As you know, body fat fluctuates all the time due to lifestyle changes. Some of them occur temporary and will soon fade if we train well and eat well. Taking your time to reflect back on what had you done, or just simply return to your normal training and eat properly would ease the issue.
Take a few rest days if you lose strength
Sometimes when we notice we lose strength, it doesn’t necessarily mean that we had lost muscle mass. Take your time to observe what is the cause for it.
For me, this is often because I had overtrained or doesn’t eat enough carbs. In this case, I will take a few days rest and feed myself with some good quality carbs, just to make sure I have sufficient energy to perform better in the next workout. That often brings me some unexpected great results.
Don’t be haunted by subtle change
During the recomp phase, I often feels worried when I found my waist had increased by a few centimetres within a week. That is how I feel when I am still new to body recomp, and I feel a great discomfort from everything that could happen to me.
However I need to tell you, sometimes it doesn’t as worst as you think.
As I said, you need to track your progress every week. But that doesn’t mean you need to take immediate action every time. The aim here is just to make you more aware of how your body responds to new training and diet adjustment.
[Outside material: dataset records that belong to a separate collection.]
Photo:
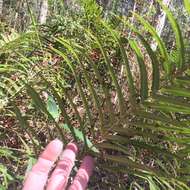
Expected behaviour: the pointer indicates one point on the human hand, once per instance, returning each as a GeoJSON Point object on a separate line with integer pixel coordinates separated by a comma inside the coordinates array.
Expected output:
{"type": "Point", "coordinates": [37, 179]}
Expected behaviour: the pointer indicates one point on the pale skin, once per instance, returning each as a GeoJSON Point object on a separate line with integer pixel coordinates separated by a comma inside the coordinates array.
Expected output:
{"type": "Point", "coordinates": [38, 178]}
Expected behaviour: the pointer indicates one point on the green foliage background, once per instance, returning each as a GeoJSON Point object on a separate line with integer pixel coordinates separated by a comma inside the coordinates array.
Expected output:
{"type": "Point", "coordinates": [62, 80]}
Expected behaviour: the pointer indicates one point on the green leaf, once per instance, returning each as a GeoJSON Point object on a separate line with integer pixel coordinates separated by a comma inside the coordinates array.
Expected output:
{"type": "Point", "coordinates": [187, 5]}
{"type": "Point", "coordinates": [142, 68]}
{"type": "Point", "coordinates": [79, 135]}
{"type": "Point", "coordinates": [53, 108]}
{"type": "Point", "coordinates": [166, 63]}
{"type": "Point", "coordinates": [178, 35]}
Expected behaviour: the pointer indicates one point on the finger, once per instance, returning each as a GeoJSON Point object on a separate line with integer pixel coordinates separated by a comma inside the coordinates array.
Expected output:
{"type": "Point", "coordinates": [85, 171]}
{"type": "Point", "coordinates": [37, 177]}
{"type": "Point", "coordinates": [59, 178]}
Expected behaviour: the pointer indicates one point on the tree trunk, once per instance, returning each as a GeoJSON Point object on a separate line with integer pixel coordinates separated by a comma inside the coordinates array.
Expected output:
{"type": "Point", "coordinates": [1, 7]}
{"type": "Point", "coordinates": [43, 12]}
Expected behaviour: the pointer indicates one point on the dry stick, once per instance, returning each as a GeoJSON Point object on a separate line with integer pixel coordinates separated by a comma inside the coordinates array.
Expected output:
{"type": "Point", "coordinates": [122, 67]}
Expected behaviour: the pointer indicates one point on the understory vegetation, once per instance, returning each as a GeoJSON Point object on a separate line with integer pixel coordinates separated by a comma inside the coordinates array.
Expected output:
{"type": "Point", "coordinates": [92, 76]}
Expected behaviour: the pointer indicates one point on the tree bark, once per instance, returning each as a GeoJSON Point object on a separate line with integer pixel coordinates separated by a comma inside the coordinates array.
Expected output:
{"type": "Point", "coordinates": [43, 11]}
The guides above are just some measurements to tell you what might happen. These are the possible prediction and you need to take time for observation. If the situation persists, then that’s the time you really take action against that specific problem.
What does increase your calories mean?
Not protein, but carbs!
For those who found they had lost weight, the solution that I stated in the table above is ‘increasing calories‘.
You might wonder which macronutrient food that you need to increase? Protein? Or the overall calories? Or fat because it will turn our body into keto mode?
I believe that these are the answer that most people come to mind. But my answer is…None of these.
Carbs!
The nutrition that you need to increase is carb. It is unessesary to increase protein or fat if you already meet the daily requirement according on your body weight.
As long as protein is sufficient for you (2.2 per kg of bodyweight) It is good enough to keep your muscle mass and help for muscle building. So as fat. In this case, adding in more protein or fat would do no different, instead, it can cause some burden for your body. The reason you had to lose weight is that your body needs more energy than you currently eating, Needless to say, carbs are the best source of energy for you.
Final Thought
That’s all for my blog post today, as I said our body is complicated and sometimes we can’t measure it merely just by numbers.
This data is a guide for you, to let you have some control over your training and diet to maximize your results. However, everything takes time and you would eventually figure out the way that works best for you.